With the 2018 World Economic Forum underway in Davos, Switzerland, Sundar Pichai took to the stage for a one-on-one interview. Artificial intelligence and its impact were unsurprisingly big areas of discussion, with the Google CEO offering ways to mitigate risks. Meanwhile, data and taxes were also brought up.

Interviewed by WEF founder Klaus Schwab, the discussion began with an anecdote of how an unnamed prime minister claimed that there were “only 5 real global powers.” Three were countries and the fourth was Google.

Pichai acknowledged that there is a responsibility to serving billions of users a day. “We want to be a global company, but we want to be local in every country we operate in.”

“With this comes the responsibility to engage better with society. And so understanding that, being open to feedback, and really interacting and engaging more with the external world is a big part of the realization.”

Later on, the topic of data ownership was brought up. Pichai said that Google operates on the framework that its users trust the company. Adding that trust “is something easy to lose, if you are not good stewards of it.”

Lastly, on taxation — the common critique of tech companies — Pichai said, “We are happy to pay a higher amount, whatever the world agrees on is the right framework.”

Touching on the move from a mobile first to AI first world, Pichai continues to believe that the “core mission of Google, in some ways, is a timeless mission.” Rather, the company can “do it radically better with AI.”

“AI is probably the most important thing humanity has ever worked on.
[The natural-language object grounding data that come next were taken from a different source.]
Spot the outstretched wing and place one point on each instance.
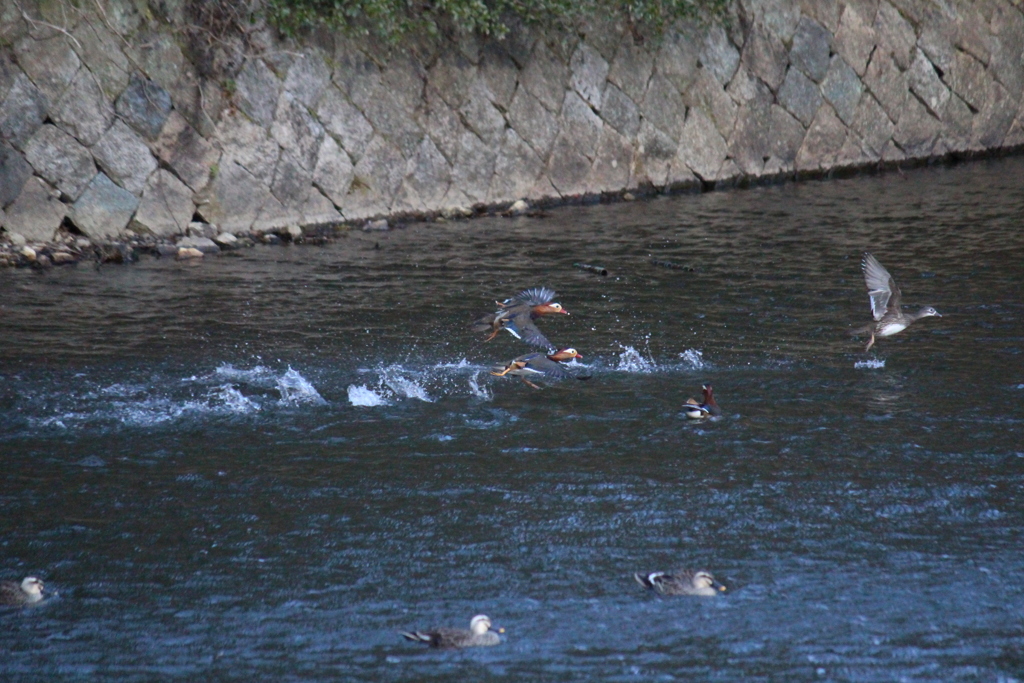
(882, 289)
(537, 296)
(523, 328)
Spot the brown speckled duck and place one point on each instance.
(480, 634)
(516, 315)
(885, 297)
(28, 592)
(539, 366)
(681, 582)
(707, 408)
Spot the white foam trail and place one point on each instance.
(257, 375)
(295, 389)
(235, 400)
(631, 360)
(694, 358)
(402, 385)
(365, 396)
(477, 390)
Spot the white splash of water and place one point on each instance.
(631, 360)
(477, 390)
(693, 358)
(296, 389)
(395, 380)
(365, 396)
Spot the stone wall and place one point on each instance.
(107, 122)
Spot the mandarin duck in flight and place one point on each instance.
(516, 315)
(885, 297)
(540, 366)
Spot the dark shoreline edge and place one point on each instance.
(69, 248)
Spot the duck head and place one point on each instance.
(565, 354)
(34, 588)
(481, 624)
(702, 580)
(549, 308)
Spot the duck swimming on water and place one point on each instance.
(885, 297)
(480, 634)
(707, 408)
(516, 315)
(681, 582)
(28, 592)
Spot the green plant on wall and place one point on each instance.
(391, 19)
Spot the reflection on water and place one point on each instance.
(266, 466)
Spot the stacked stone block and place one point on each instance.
(107, 124)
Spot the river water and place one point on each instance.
(266, 465)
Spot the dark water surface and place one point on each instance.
(193, 458)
I think of it as something more profound than electricity or fire. And anytime you work with technology, you need to learn to harness the benefits, while minimizing the downsides.

Stepping back, when you think about a lot of problems in the world, it’s because we typically have a constraint on resources. AI for the first time, I think, over time, offers a different construct. Things which are constrained and look like a zero sum game today may not be so in the future.”
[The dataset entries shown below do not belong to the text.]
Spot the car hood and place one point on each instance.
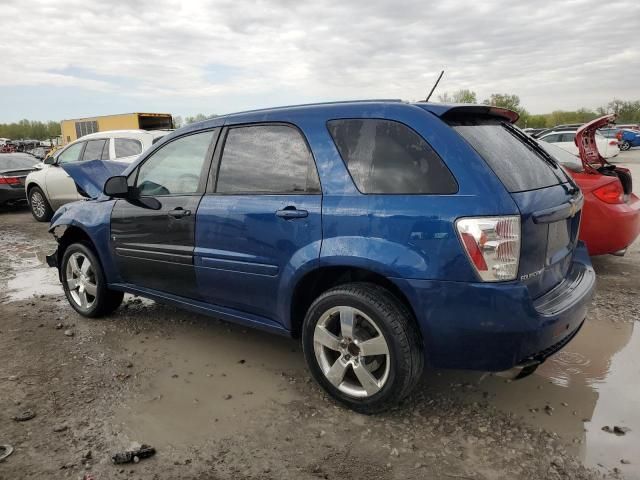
(90, 176)
(586, 142)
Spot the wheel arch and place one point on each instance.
(321, 279)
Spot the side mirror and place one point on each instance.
(116, 187)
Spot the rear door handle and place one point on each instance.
(289, 213)
(179, 213)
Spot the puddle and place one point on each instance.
(593, 382)
(24, 270)
(186, 401)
He cited education and clean, cheap renewable energy as examples of what AI can help improve. In discussing concerns, Pichai noted that it’s “Good we’re talking about it. As humanity, the way we solve things is by getting concerned about them.”

“The risks are important. And I think the way we solve it is we think ahead. We worry about it, we do things like be up front… Think about AI safety from day one. Be very transparent and open in how we pursue progress there. And figure out global frameworks by which we could engage.”

In fact, he equates it to the Paris Agreements for finding a global solution to climate change.

But overall, Pichai believes that despite this disruption, technology will continue to have a positive impact:

I’m optimistic about technology not because I believe in technology, but because I believe in people and humanity.